On Sat, 05 Aug 2000 12:41:43 EST, the world broke into rejoicing as
Steve Baker <sjbaker1 at airmail.net>  said:
> Christopher Browne wrote:
> 
> > "System management" is the other area where there may be persistent
> > differences.  That is, the "pretty tools" to help you do things like:
> > - Managing printers
> > - Controlling network connections
> > - Managing other services [ftp server, database server, mail server, ...]
> > - Installing upgraded versions of software
> 
> I learned to use the command-line tools (or hand editing the config files) -
> so these things also seem identical across distro's as far as I'm concerned.

Between that and "script-oriented" schemes (I rather like cfengine), if
you need more "by hand" control, you can certainly have that.  I agree
with you that if you know how to control things by hand, the differences
between the "fancy tools" won't matter.  Indeed, a significant problem
is that an upgrade of "Linuxconf" may prove confusing if they change
it enough...

> > Red Hat has, for this, a tool called Linuxconf.  Caldera had developed
> > one called COAS, which is being replaced by Webmin.  I've not seriously
> > run SuSE or Mandrake;
> 
> SuSE has YAST (Yet Another Setup Tool) and YAST2 (You guess!)
> 
> Dunno about Mandrake - the early Mandrake distro's were more or less
> straight ripoffs of RedHat - but they may have diverged by now.

I seem to recall names based on a "dragon" motif, like "Drake."

> > This may or may not include "package management" tools; there's quite
> > a bit of variation in how much sophistication the systems provide in
> > managing what versions of software are installed on your system.
> > With Debian-related systems like Corel and StormLinux, it's not at all
> > difficult to set up automated updates; if you, on a weekly basis, run:
> >    apt-get update; apt-get upgrade -yy
> > at some time when an Internet connection is "live," this will pull in
> > all updates to the stuff you have installed.
> 
> Yikes!  I'd find that pretty scarey.  I like to KNOW what I changed!  If
> my system suddenly refuses to reboot or something, I'd like to know what
> I did to provoke that - having the system quietly go off and upgrade itself
> every time I read my email sounds *dangerous*.
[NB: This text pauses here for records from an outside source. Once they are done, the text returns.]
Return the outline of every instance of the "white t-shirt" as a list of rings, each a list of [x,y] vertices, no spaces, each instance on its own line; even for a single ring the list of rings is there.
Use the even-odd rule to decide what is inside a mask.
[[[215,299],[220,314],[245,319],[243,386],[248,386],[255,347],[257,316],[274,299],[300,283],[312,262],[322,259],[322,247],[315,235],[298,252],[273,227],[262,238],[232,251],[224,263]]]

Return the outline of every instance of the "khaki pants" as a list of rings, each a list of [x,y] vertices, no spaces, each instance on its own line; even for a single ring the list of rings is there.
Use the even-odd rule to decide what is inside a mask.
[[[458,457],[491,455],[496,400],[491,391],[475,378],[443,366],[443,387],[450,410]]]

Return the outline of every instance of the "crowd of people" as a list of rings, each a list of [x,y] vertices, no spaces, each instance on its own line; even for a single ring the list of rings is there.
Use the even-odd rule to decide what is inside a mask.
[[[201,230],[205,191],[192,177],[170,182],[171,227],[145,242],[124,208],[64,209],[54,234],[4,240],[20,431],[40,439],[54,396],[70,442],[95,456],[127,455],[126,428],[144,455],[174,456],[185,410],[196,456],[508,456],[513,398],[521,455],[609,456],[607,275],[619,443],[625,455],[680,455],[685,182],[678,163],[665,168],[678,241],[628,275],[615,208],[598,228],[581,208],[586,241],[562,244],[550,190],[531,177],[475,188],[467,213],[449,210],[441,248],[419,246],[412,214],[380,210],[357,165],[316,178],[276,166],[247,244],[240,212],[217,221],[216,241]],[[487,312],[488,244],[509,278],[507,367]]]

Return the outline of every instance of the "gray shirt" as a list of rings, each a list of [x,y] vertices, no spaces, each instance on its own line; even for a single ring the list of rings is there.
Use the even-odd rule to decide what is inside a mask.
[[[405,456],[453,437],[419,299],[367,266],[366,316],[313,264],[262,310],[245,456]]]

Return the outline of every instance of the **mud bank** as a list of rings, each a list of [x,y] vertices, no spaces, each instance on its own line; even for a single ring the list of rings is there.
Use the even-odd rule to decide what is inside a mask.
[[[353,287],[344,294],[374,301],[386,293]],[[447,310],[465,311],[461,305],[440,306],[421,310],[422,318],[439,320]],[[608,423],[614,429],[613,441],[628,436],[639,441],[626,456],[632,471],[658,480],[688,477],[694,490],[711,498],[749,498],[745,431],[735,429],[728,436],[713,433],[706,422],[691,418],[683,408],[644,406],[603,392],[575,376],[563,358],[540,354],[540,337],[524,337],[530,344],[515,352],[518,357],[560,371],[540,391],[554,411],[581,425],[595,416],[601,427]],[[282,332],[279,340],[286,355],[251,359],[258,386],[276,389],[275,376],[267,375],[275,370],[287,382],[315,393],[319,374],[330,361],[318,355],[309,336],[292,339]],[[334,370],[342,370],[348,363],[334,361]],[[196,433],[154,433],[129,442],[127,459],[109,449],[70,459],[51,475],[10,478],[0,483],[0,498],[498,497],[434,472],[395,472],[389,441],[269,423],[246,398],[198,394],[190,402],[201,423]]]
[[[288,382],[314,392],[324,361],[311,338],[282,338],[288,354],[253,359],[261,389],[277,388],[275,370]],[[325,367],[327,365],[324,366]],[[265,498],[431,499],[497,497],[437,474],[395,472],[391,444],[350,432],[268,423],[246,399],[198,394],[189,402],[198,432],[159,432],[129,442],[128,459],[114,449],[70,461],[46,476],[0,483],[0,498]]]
It's easy enough to make it completely automated; if you want it a tad less
automated, try:
    apt-get update; apt-get upgrade -yy -d
which will download the updates, put them in /var/cache/apt/archives
and _not_ install them.
--
cbbrowne at hex.net - <http://www.hex.net/~cbbrowne/lsf.html>
To err is human, to really screw things up requires a computer.